The Hitch Hiker's Guide to the Galaxy also mentions alcohol. It says that the best drink in existence is the Pan Galactic Gargle Blaster.

It says that the effect of drinking a Pan Galactic Gargle Blaster is like having your brains smashed out by a slice of lemon wrapped around a large gold brick.

The Guide also tells you on which planets the best Pan Galactic Gargle Blasters are mixed, how much you can expect to pay for one and what voluntary organizations exist to help you rehabilitate afterwards.

The Guide even tells you how you can mix one yourself.

Take the juice from one bottle of the Ol' Janx Spirit, it says.

Pour into it one measure of water from the seas of Santraginus V - Oh, that Santraginean sea water, it says.
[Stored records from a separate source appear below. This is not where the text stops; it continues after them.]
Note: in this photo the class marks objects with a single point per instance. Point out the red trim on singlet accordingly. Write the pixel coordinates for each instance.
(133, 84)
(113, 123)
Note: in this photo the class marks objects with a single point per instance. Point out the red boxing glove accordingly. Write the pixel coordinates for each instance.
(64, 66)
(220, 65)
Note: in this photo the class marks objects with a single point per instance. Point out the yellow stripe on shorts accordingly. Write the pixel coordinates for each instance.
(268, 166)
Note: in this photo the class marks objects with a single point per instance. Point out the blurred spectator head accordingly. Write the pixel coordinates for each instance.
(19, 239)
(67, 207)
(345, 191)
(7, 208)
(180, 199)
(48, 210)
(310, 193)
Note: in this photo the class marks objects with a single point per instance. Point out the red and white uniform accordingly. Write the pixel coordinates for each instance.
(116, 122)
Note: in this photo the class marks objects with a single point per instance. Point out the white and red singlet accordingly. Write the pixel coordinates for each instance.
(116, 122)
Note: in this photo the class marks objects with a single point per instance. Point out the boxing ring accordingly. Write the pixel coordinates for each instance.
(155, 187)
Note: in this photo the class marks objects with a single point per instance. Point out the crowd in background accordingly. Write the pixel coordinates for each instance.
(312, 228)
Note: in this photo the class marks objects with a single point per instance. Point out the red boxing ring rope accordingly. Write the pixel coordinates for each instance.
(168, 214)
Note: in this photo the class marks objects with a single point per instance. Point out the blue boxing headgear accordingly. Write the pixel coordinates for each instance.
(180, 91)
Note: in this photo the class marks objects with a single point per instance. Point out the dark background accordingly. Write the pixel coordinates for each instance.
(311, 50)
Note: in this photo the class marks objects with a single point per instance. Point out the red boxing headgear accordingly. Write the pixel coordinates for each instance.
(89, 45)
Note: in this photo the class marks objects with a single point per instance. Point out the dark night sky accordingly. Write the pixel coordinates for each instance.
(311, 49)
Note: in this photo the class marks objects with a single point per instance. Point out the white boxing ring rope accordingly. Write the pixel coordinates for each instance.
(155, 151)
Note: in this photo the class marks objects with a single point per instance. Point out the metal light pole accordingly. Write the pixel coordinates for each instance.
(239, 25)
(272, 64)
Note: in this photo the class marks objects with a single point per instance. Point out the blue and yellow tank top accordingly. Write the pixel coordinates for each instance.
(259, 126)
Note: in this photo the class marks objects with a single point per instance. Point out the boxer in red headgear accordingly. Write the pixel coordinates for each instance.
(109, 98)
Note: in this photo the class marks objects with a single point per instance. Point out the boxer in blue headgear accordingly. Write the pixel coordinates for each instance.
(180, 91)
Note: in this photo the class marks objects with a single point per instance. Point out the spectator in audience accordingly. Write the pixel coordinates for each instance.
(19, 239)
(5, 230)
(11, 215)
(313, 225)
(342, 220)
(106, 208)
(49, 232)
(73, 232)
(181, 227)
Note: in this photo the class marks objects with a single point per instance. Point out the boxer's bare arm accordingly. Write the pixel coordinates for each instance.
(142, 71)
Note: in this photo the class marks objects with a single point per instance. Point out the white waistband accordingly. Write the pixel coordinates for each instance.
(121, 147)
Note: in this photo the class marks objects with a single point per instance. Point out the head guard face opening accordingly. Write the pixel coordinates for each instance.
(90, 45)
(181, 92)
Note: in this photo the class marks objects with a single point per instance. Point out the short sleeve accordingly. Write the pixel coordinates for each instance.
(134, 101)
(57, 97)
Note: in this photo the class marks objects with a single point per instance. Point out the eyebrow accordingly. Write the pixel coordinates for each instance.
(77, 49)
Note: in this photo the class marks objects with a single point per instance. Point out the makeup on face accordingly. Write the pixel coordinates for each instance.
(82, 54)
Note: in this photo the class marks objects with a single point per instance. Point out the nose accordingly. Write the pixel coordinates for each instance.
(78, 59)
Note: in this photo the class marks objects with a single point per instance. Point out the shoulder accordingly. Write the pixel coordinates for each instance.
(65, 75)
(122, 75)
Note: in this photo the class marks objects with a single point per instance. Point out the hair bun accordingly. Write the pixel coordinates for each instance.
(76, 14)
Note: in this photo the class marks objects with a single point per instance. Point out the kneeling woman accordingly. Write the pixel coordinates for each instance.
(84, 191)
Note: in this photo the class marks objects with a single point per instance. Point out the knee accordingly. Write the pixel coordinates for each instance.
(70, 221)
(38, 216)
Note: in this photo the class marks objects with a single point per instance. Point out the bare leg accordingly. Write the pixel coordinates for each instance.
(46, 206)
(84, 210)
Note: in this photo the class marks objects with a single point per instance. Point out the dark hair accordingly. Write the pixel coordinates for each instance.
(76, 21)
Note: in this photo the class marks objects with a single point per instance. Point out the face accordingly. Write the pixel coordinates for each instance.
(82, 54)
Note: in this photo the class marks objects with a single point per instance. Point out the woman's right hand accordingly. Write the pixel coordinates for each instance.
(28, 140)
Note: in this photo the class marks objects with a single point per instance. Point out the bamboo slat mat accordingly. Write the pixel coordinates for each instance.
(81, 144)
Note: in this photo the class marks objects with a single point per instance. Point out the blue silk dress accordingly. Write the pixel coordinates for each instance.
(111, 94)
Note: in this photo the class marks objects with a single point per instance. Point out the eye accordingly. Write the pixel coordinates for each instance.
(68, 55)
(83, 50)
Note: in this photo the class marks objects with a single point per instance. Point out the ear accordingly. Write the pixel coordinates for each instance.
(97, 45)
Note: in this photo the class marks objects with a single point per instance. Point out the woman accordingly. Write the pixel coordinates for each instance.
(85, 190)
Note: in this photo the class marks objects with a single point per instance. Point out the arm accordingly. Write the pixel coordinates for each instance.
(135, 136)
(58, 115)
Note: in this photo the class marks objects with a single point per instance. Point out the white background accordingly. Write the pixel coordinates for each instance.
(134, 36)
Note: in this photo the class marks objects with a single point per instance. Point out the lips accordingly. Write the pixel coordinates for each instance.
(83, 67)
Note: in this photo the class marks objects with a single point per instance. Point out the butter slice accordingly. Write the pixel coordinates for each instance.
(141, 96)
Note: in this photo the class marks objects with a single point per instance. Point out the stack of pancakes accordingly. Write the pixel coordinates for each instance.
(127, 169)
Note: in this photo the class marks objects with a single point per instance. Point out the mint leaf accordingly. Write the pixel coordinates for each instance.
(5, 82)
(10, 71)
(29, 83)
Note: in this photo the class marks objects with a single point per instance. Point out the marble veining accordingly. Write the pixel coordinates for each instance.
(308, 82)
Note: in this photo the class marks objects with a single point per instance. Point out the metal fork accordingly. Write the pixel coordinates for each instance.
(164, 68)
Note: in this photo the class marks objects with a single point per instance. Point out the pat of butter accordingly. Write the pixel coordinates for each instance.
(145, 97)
Oh those Santraginean fish!!!

Allow three cubes of Arcturan Mega-gin to melt into the mixture (it must be properly iced or the benzine is lost).

Allow four litres of Fallian marsh gas to bubble through it, in memory of all those happy Hikers who have died of pleasure in the Marshes of Fallia.

Over the back of a silver spoon float a measure of Qualactin Hypermint extract, redolent of all the heady odours of the dark Qualactin Zones, subtle sweet and mystic.

Drop in the tooth of an Algolian Suntiger. Watch it dissolve, spreading the fires of the Algolian Sun deep into the heart of the drink.

Sprinkle Zamphour.

Add an olive.

Drink ... but ... very carefully ...

(The Hitch Hiker's Guide to the Galaxy sells rather better than the Encyclopedia Galactica.)

--Douglas Adams
"Never drink more than two Pan Galactic Gargle Blasters unless you are a thirty-ton mega elephant with bronchial pneumonia."